Selanjutnya Inggris mulai berkuasa tabun 1796 dan mengambil alih kekuasaan Belanda. Melalui Konvensi London 13 Agustus 1814 Inggris sepakat mengembalikan Hindia Belanda, nama Indonesia saat itu, kepada Kerajaan Belanda, namun pelaksanaannya diatur lagi melalui perjanjian. Seperti Traktat London antara Belanda dan Inggris 17 Maret 1824, disepakati kedua negara dapat melakukan tukar menukar wilayah kekuasaan. Belanda menyerahkan Sri lanka kepada Inggris dan Belanda mendapat hak atas Aceh, sehingga Inggris menjadi penguasa Eropa terakhir atas Sri Lanka dan memberi nama Ceylon.
Awal tahun 1824, pemerintahan Sir Edward Barnes membuka kesempatan bagi penduduk Inggris untuk berdiam di Ceylon. Jalan-jalan dibangun dan tanaman teh mulai diperkenalkan sebagai tanaman komersial untuk diekspor memenuhi kebutuhan Eropa, terutama Inggris dengan tradisi minum teh yang kental.
Awal 1900, kesadaran akan nasionalisme mulai tumbuh di kalangan penduduk asli. Mereka membentuk Ceylon National Congress dan mengajukan rancangan konstitusi yang antara lain berisi pentingnya penduduk asli mendapat mayoritas kursi di parlemen. Tahun 1931 lahir konstitusi baru yang memungkinkan Ceylon menjalankan pemerintahan sendiri. Pada 1947 Inggris memberikan kedaulatan penuh dan Ceylon ditetapkan sebagai negara persemakmuran.
Pada tahun itu juga pemilihan umum diselenggarakan untuk menetapkan siapa yang berhak menjalankan pemerintahan. Pada 24 Desember 1947, DS Senanayake dari Partai Nasional Serikat ditetapkan sebagai Perdana Menteri Ceylon pertama. Dalam masa jabatanya, 4 Februari 1948, Ceylon memperoleh kemerdekaan dari Inggris. Tanggal 2 Mei 1972 nama kolonial negeri ini, Ceylon diubah menjadi Sri Langka.
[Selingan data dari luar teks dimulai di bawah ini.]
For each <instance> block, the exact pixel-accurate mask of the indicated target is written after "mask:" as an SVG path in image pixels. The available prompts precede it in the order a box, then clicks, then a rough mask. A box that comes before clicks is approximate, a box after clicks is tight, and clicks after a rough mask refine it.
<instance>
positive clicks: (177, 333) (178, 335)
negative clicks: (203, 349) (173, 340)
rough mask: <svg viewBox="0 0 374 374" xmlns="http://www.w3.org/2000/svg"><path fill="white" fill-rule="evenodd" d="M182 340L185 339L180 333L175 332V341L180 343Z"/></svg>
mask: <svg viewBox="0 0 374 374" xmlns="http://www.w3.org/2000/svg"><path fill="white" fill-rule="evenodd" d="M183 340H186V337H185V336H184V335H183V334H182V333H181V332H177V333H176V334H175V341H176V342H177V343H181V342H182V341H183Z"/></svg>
Undang-undang dasar baru memperkenalkan jabatan presiden eksekutif dan perwakilan proporsional.
Bentuk negara demokrasi parlementer, kepala pemerintahan adalah seorang presiden yang dipilih untuk masa jabatan enam tahun. Junius Richard Jayewardene dari Partai Nasional Serikat, merupakan Presiden Eksekutif pertama Sri Lanka. Untuk menjalankan roda pemerintahan, Presiden mengangkat seorang perdana menteri dan membentuk kabinet. Pengangkatan tersebut didasarkan pada suara terbanyak hasil pemilihan umum.
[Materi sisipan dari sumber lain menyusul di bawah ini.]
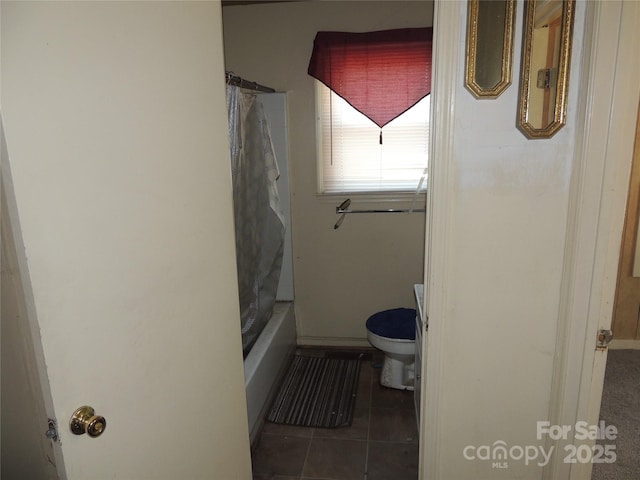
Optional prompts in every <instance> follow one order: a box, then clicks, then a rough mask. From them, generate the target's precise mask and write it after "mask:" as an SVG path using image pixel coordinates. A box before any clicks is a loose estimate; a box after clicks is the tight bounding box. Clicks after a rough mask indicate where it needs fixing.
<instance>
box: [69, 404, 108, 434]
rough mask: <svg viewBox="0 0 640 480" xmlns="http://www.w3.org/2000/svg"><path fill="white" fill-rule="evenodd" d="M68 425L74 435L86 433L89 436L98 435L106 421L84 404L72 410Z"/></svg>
mask: <svg viewBox="0 0 640 480" xmlns="http://www.w3.org/2000/svg"><path fill="white" fill-rule="evenodd" d="M69 426H70V427H71V431H72V432H73V433H74V434H76V435H83V434H85V433H86V434H88V435H89V436H90V437H99V436H100V435H102V432H104V429H105V428H106V427H107V421H106V420H105V419H104V417H102V416H99V415H96V412H95V410H94V409H93V408H91V407H89V406H86V405H85V406H83V407H80V408H79V409H77V410H76V411H75V412H73V415H72V416H71V421H70V422H69Z"/></svg>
Sri Jayawardenapura Kotte, adalah ibukota Sri Lanka. Ibukota adalah tempat kedudukan lembaga legislatif. Sedang Kolombo yang berjarak 9 km dari Ibukota adalah kota perdagangan serta tempat kedudukan lembaga eksekutif dan yudikatif. Pelabuhan utama dan bandara Internasional Sri Lanka terletak di Kolombo.
Sri Lanka beriklim tropis dan mengandalkan perekonomiannya pada ekspor pertanian. Negeri ini dikenal sebagai pengekspor teh terbesar keempat dunia, setelah China. India dan Kenya. Selain itu yang menonjol adalah karet dan kelapa. Sri Lanka menyumbang 36% produksi karet dunia dan 70 % produksi kelapa dunia. Dan penghasil grafit terbesar di dunia. Namun, penghasil devisa teratas berasal dari ekspor garmen, penerimaan dari pengiriman uang oleh warga yang bekerja di luar negeri dan penerimaan dari sektor pariwisata.
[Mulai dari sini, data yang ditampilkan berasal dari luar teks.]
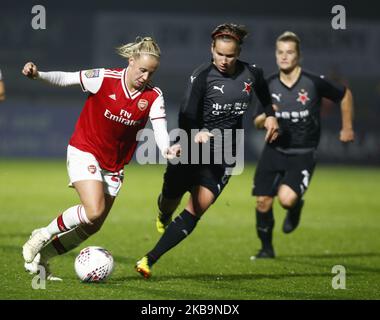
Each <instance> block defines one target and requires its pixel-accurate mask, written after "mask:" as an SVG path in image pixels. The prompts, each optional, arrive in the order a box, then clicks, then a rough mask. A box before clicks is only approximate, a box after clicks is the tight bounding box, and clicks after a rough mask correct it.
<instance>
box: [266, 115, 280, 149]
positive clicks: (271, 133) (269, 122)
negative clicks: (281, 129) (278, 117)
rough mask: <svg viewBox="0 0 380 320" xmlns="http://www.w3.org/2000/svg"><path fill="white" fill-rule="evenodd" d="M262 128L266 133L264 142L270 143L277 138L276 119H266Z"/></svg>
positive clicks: (276, 122)
mask: <svg viewBox="0 0 380 320" xmlns="http://www.w3.org/2000/svg"><path fill="white" fill-rule="evenodd" d="M264 127H265V129H266V130H267V133H266V135H265V141H266V142H269V143H272V142H273V141H274V140H276V139H277V137H278V129H279V126H278V122H277V118H276V117H274V116H269V117H266V119H265V122H264Z"/></svg>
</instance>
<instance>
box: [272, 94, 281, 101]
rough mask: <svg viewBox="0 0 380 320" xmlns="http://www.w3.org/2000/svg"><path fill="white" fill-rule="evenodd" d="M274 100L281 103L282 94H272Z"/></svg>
mask: <svg viewBox="0 0 380 320" xmlns="http://www.w3.org/2000/svg"><path fill="white" fill-rule="evenodd" d="M272 98H274V99H276V100H277V102H281V93H279V94H275V93H272Z"/></svg>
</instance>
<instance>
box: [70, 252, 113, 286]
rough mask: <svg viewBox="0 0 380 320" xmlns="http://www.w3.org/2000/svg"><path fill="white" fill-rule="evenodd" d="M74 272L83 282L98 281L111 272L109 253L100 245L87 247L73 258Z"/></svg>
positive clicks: (111, 271) (111, 256)
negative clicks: (75, 273)
mask: <svg viewBox="0 0 380 320" xmlns="http://www.w3.org/2000/svg"><path fill="white" fill-rule="evenodd" d="M74 267H75V272H76V274H77V276H78V277H79V279H80V280H81V281H83V282H100V281H104V280H106V279H107V278H108V277H109V276H110V275H111V273H112V271H113V267H114V262H113V257H112V255H111V253H110V252H109V251H108V250H106V249H104V248H102V247H95V246H91V247H87V248H84V249H82V250H81V252H79V254H78V256H77V257H76V258H75V264H74Z"/></svg>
Penduduk negeri ini terdiri beragam etnik dan agama. Konflik etnis dan agama menjadi masalah serius dan memiliki sejarah panjang. Pemeluk agama Buddha adalah mayoritas yaitu sekitar 70,2%, Hindu 12,6 % , Muslim, 9,7% kristen 7,4%, 1% lainnya.
Sebelumnya, serangan kepada Muslim sering dilakukan oleh massa Sinhala. Pada 1576, Dewan Ulama Goa melarang pemanggilan nama Nabi Muhammad, pembacaan Alquran, dan memerintahkan penyerangan dan pembakaran tempat ibadah. Pembantaian ribuan Muslim terjadi di kota Matara, Weligama, Beruwela, dan Galle. Alasan mereka bahwa Islam bertujuan mengambil alih wilayahnya dengan merujuk tanah Buddha seperti Afganistan, Pakistan, Kashmir, dan Indonesia yang dikatakan telah dihancurkan oleh Islam. Bahkan pada tahun 1626 Raja Portugis Philip IV memerintahkan pengusiran muslim dari pulau tersebut. Kelompok garis keras Buddha diduga menjadi motor penyebar luasan pandangan ketakutan kepada Muslim.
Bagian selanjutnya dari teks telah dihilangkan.